Pakistan's Musharraf wins vote of confidence

 

President Pervez Musharraf won a vote of confidence in both houses of Pakistan's parliament and four provincial assemblies today, keeping him in power until late 2007, officials said.

The vote means Mr Musharraf, who took power in a 1999 bloodless coup, will remain president until late 2007. It follows the approval this week of a series of constitutional amendments by both houses of parliament that gave him vast powers, including the authority to dismiss the elected government.

"The Senate, National Assembly and four provincial assemblies have expressed their confidence in President Musharraf," chief election commissioner Mr Irshad Hasan Khan said on national television, announcing the results.

General Musharraf, he said, "is hereby declared elected".

The vote is a timely boost for Musharraf ahead of the visit of Indian Prime Minister Atal Behari Vajpayee for an important regional summit in Islamabad beginning Sunday. Official results showed Mr Musharraf secured 658 votes in total, out of 1,170 seats in all assemblies.

There was only one vote against Mr Musharraf after opposition parties boycotted the vote or abstained.

"Parliament has consolidated his position," Prime Minister Zafarullah Khan Jamali told reporters inside parliament.

Mr Musharraf was supported in the vote by the Jamali's military-backed coalition government. The constitutional amendments were also backed by a hardline Islamic alliance, the Muttahida Majlis-e-Amal (MMA), to give Musharraf the two-thirds majority he needed.

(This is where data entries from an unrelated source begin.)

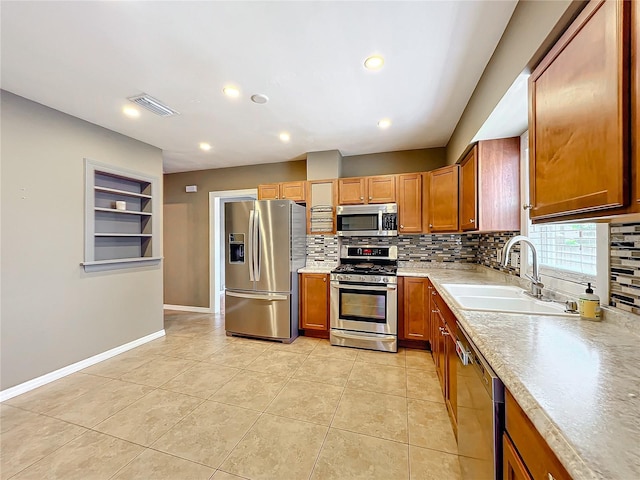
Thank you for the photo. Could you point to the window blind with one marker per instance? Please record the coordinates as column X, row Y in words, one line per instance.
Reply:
column 569, row 246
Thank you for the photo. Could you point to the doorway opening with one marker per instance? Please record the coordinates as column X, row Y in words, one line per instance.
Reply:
column 216, row 240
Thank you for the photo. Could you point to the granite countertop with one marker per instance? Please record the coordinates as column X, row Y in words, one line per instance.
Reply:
column 578, row 381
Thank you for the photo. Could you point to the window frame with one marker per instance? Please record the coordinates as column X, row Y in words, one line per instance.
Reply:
column 566, row 281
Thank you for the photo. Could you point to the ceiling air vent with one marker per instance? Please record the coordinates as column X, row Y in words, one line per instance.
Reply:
column 153, row 105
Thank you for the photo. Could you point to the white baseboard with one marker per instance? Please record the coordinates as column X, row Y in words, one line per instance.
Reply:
column 75, row 367
column 187, row 308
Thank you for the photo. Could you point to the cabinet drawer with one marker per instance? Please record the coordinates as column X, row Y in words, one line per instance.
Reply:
column 540, row 460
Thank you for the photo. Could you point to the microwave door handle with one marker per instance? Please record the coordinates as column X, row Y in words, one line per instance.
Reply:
column 250, row 235
column 256, row 247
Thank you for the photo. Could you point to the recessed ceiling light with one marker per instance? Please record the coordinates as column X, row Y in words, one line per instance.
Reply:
column 285, row 137
column 374, row 62
column 232, row 92
column 260, row 98
column 131, row 112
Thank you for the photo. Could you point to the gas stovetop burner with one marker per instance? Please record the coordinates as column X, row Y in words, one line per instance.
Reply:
column 366, row 268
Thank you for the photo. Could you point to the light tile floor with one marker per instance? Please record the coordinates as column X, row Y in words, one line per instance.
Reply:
column 197, row 404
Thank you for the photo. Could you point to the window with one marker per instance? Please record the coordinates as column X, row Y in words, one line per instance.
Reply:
column 569, row 254
column 568, row 246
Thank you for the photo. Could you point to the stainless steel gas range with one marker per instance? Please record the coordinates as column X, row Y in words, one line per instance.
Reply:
column 364, row 298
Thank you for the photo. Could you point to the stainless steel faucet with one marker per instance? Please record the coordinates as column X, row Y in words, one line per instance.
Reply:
column 536, row 284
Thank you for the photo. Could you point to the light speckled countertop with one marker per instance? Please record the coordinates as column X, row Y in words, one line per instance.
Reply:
column 578, row 381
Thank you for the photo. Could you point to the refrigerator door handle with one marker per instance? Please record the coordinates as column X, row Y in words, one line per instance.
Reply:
column 257, row 296
column 256, row 246
column 251, row 247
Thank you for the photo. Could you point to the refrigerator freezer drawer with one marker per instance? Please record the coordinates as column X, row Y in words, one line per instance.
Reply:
column 265, row 315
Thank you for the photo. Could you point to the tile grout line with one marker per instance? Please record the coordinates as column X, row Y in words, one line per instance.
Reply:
column 324, row 440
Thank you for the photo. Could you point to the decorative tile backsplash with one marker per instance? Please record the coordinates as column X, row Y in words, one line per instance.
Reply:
column 624, row 239
column 322, row 248
column 489, row 243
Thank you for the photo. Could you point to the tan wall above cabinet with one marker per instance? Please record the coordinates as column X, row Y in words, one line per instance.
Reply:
column 579, row 118
column 490, row 186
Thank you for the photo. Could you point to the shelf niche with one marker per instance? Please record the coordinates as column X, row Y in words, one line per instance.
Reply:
column 115, row 237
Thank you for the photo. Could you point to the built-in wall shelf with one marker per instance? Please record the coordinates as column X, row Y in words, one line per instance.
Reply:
column 121, row 192
column 115, row 210
column 120, row 231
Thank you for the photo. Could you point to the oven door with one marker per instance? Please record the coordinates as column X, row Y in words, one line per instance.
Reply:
column 364, row 307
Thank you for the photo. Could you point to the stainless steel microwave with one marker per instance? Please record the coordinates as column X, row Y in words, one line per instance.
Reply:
column 367, row 220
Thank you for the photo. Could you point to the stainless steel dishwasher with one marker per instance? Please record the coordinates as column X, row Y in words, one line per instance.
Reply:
column 480, row 413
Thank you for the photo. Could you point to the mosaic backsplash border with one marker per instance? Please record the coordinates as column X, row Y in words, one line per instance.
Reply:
column 624, row 250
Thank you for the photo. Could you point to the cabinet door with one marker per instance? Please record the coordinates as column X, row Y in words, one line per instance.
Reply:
column 443, row 199
column 351, row 191
column 512, row 466
column 635, row 98
column 469, row 191
column 416, row 302
column 381, row 189
column 410, row 203
column 314, row 301
column 293, row 191
column 269, row 191
column 578, row 117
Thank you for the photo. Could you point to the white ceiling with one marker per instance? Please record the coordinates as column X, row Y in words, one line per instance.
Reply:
column 86, row 58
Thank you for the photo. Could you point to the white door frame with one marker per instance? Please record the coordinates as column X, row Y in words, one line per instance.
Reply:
column 215, row 244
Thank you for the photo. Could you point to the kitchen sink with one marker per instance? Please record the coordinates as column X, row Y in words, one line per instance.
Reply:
column 499, row 298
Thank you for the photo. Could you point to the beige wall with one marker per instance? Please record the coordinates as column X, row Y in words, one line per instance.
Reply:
column 533, row 28
column 404, row 161
column 53, row 313
column 186, row 232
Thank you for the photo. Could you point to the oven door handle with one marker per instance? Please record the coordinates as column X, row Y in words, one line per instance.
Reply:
column 374, row 288
column 362, row 335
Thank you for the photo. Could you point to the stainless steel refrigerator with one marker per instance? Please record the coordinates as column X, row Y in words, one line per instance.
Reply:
column 265, row 246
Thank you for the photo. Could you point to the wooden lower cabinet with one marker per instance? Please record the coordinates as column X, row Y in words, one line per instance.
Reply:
column 416, row 308
column 531, row 449
column 512, row 466
column 314, row 302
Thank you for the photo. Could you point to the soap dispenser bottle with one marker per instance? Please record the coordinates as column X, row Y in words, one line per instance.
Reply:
column 589, row 305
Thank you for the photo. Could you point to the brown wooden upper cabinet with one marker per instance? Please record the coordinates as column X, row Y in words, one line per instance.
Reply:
column 269, row 191
column 351, row 191
column 410, row 203
column 443, row 199
column 362, row 190
column 381, row 189
column 490, row 186
column 285, row 190
column 579, row 117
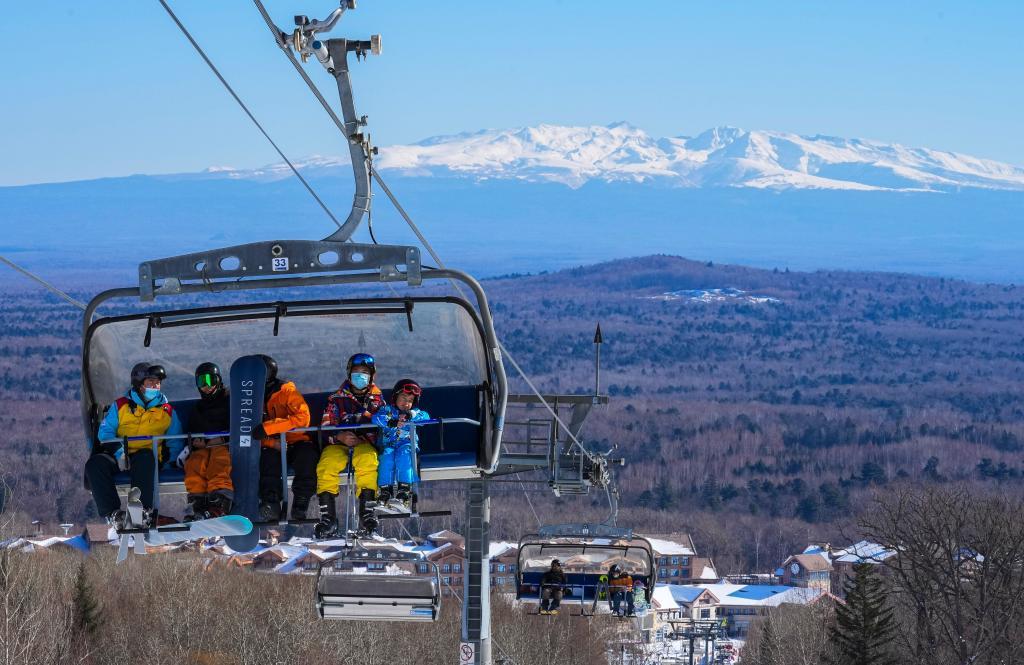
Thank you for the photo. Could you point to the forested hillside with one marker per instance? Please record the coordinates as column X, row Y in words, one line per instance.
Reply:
column 764, row 412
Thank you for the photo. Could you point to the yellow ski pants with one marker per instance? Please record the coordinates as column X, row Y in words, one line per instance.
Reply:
column 334, row 462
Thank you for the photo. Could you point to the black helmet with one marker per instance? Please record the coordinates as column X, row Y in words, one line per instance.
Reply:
column 361, row 359
column 143, row 371
column 407, row 385
column 271, row 368
column 208, row 374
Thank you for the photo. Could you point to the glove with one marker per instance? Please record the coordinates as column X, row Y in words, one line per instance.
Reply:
column 122, row 459
column 182, row 456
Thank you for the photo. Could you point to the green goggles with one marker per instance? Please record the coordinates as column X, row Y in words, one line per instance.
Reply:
column 207, row 380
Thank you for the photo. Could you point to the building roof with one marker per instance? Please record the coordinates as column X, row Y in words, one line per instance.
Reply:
column 862, row 552
column 500, row 548
column 673, row 596
column 762, row 594
column 810, row 563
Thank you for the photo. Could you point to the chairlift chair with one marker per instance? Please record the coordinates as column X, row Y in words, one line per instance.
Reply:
column 368, row 583
column 446, row 342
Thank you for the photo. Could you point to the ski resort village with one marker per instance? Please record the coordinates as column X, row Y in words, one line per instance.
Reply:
column 692, row 610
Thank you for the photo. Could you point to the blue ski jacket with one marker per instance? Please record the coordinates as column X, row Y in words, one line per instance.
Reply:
column 396, row 435
column 132, row 416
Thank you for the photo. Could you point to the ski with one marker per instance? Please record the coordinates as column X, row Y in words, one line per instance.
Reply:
column 248, row 378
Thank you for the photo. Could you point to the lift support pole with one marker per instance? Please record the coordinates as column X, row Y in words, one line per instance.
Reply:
column 476, row 604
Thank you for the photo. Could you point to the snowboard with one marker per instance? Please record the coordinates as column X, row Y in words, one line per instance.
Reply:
column 200, row 529
column 248, row 378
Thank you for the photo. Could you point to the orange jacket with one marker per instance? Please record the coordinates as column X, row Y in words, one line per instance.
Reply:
column 286, row 409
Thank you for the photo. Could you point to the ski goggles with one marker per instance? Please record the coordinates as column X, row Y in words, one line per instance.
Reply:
column 207, row 380
column 361, row 359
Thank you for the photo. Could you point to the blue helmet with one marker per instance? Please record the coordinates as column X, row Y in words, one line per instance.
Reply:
column 363, row 359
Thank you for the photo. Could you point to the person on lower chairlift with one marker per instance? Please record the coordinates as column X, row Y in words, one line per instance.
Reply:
column 552, row 587
column 396, row 472
column 285, row 409
column 621, row 586
column 141, row 411
column 353, row 404
column 208, row 461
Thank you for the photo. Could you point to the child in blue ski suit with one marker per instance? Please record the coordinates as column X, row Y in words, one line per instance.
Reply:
column 396, row 466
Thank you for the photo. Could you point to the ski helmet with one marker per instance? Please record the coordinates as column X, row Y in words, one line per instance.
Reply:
column 143, row 371
column 271, row 368
column 363, row 359
column 410, row 386
column 207, row 375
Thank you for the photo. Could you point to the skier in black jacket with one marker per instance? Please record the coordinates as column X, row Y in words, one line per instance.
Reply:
column 207, row 461
column 552, row 584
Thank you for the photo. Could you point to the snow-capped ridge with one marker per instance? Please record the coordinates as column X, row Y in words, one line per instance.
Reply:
column 719, row 157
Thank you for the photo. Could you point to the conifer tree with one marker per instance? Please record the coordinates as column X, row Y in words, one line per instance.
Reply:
column 864, row 624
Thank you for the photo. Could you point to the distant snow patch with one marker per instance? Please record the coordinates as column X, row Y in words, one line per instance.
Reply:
column 713, row 295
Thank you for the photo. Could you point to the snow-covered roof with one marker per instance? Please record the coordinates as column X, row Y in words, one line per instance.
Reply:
column 672, row 596
column 863, row 552
column 668, row 547
column 708, row 573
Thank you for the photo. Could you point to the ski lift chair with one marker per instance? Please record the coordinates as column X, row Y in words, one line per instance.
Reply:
column 587, row 553
column 448, row 343
column 371, row 584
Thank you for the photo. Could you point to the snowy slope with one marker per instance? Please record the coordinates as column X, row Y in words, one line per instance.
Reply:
column 723, row 157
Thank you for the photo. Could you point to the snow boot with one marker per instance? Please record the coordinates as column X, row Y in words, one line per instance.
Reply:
column 328, row 526
column 269, row 510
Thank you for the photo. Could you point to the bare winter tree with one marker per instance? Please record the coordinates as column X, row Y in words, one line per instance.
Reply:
column 957, row 574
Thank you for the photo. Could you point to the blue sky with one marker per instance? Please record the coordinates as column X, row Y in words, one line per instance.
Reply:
column 95, row 89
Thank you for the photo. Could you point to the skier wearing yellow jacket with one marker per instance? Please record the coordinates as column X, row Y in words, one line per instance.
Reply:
column 353, row 404
column 285, row 409
column 142, row 411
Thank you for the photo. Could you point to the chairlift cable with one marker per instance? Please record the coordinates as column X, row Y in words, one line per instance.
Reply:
column 44, row 283
column 223, row 81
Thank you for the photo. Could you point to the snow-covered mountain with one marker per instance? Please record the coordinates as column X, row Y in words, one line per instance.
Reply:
column 723, row 157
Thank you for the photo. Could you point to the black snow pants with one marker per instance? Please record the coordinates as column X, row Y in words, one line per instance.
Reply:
column 302, row 457
column 100, row 470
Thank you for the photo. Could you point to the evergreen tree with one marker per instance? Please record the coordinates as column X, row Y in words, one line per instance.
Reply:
column 864, row 625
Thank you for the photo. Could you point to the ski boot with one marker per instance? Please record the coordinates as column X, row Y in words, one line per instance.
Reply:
column 300, row 507
column 402, row 500
column 118, row 520
column 197, row 507
column 269, row 510
column 368, row 520
column 328, row 526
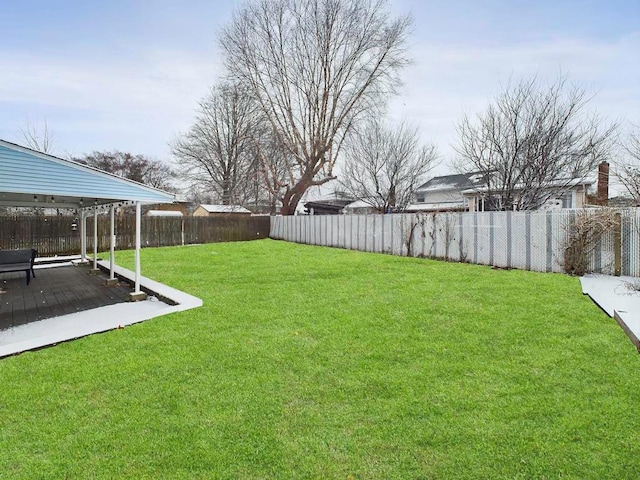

But the Islamist parties abstained in the confidence vote where Musharraf only needed a simple majority.

Before the vote, parliamentarians from secular opposition parties staged noisy protests in both houses of parliament, chanting "go Musharraf go".

They then walked out to boycott the vote. "It is most unfortunate that the new year has begun on a such a sad note," said Senator Farhatullah Babar, spokesman for the Pakistan Peoples' Party of former Prime Minister Benazir Bhutto.

"The democratic opposition condemn and reject this intrusion into the presidency and the parliament by a serving military general," he said.

Mr Musharraf handed some powers to a prime minister after elections in October 2002, but remains easily the most powerful man in the country. Under a deal with the MMA, Mr Musharraf will keep the post of military chief until the end of 2004.

The MMA, which vehemently opposes Mr Musharraf's decision to side with the United States in war against terror, has said that it supported the amendments to end a political deadlock which had paralysed both houses of parliament since the 2002 elections.

Analysts say Mr Musharraf has strengthened his position by getting parliamentary approval for his presidency and for constitutional changes he introduced after returning the country to democracy in 2002.

Mr Musharraf, a staunch ally of Washington in the war against terror, survived a suicide bombing on Thursday blamed on Islamic militants, the second assassination attempt in 11 days.